In December a gift book is circulated in the Georgetown community, and this year’s book is Justice: Faces of the Human Rights Revolution — a big book of portraits “highlighting the work of individuals making an impact across the globe. These individuals share a profound commitment to human rights and social justice.”
The photograph of Kwame Anthony Appiah caught my eye.
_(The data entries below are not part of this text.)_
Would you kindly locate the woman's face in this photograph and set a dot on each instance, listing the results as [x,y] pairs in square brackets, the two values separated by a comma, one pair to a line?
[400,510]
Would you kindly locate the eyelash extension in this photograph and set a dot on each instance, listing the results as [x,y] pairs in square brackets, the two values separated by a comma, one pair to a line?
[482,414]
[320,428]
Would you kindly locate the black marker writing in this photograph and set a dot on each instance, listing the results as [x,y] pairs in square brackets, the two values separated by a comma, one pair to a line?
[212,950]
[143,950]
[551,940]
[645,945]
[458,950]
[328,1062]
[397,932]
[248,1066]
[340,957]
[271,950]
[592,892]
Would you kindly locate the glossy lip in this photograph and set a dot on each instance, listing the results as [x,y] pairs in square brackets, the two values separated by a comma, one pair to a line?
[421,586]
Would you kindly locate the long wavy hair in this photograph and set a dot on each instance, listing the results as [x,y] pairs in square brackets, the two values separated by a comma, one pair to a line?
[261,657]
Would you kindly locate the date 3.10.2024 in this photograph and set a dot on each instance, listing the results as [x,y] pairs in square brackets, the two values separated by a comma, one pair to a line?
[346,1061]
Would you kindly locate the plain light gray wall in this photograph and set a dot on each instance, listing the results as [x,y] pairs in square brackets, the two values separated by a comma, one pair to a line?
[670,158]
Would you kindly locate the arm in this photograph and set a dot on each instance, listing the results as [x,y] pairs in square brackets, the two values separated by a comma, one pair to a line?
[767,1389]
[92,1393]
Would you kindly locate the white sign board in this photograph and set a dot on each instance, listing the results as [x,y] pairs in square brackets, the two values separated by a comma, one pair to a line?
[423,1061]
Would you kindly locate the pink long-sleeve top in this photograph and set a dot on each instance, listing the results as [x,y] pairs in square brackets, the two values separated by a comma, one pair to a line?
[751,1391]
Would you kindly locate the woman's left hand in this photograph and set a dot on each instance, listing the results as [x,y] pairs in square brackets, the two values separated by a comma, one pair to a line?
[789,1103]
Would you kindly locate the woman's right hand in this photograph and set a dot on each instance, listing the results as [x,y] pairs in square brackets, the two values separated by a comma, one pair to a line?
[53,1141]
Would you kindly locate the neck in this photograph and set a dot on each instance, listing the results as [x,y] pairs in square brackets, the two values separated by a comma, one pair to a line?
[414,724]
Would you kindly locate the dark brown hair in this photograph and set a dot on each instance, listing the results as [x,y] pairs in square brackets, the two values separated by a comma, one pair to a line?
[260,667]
He is a friend of the Berkley Center, and his work, well known today, will become even better known with the passing of the years — and through his new role as a global philosopher with NYU.
"Accompanying each portrait is a micro-essay exploring the life, legacy, and singular spirit of its subject,” as Maria Popova put it on Brainpickings, and the micro-essay alongside Appiah’s portrait is eye-catching for his succinct way of framing human rights in the vocabulary of morality without hectoring or harking back to the past.
Human rights, Appiah explains, are enshrined in law, expressed in culture, and tested in the shame we feel when such rights are violated — which ought to stir us to try to change things.
That process of cultural change means developing a sense of pride in the fact that we — we Pakistanis, we Americans, we Ghanaians — have a society that is respectful of these fundamental rights. People will then feel ashamed when they discover their country has failed to respect them. I feel a profound shame as an American citizen when I think about Guantánamo.
When he was the president of PEN, Appiah worked in support of Liu Xiaobo, the Chinese Nobel Peace Prize laureate who has been stifled by China’s government.
Not long after Liu got the Prize, I spoke to a Chinese exile in Washington, D.C., and, entirely unprompted, she spoke of the shame she felt about what her country was doing. Her shame at Liu’s imprisonment, mine at Guantánamo: we understood each other.
The sheep’s name is Daisy, as far as I can tell.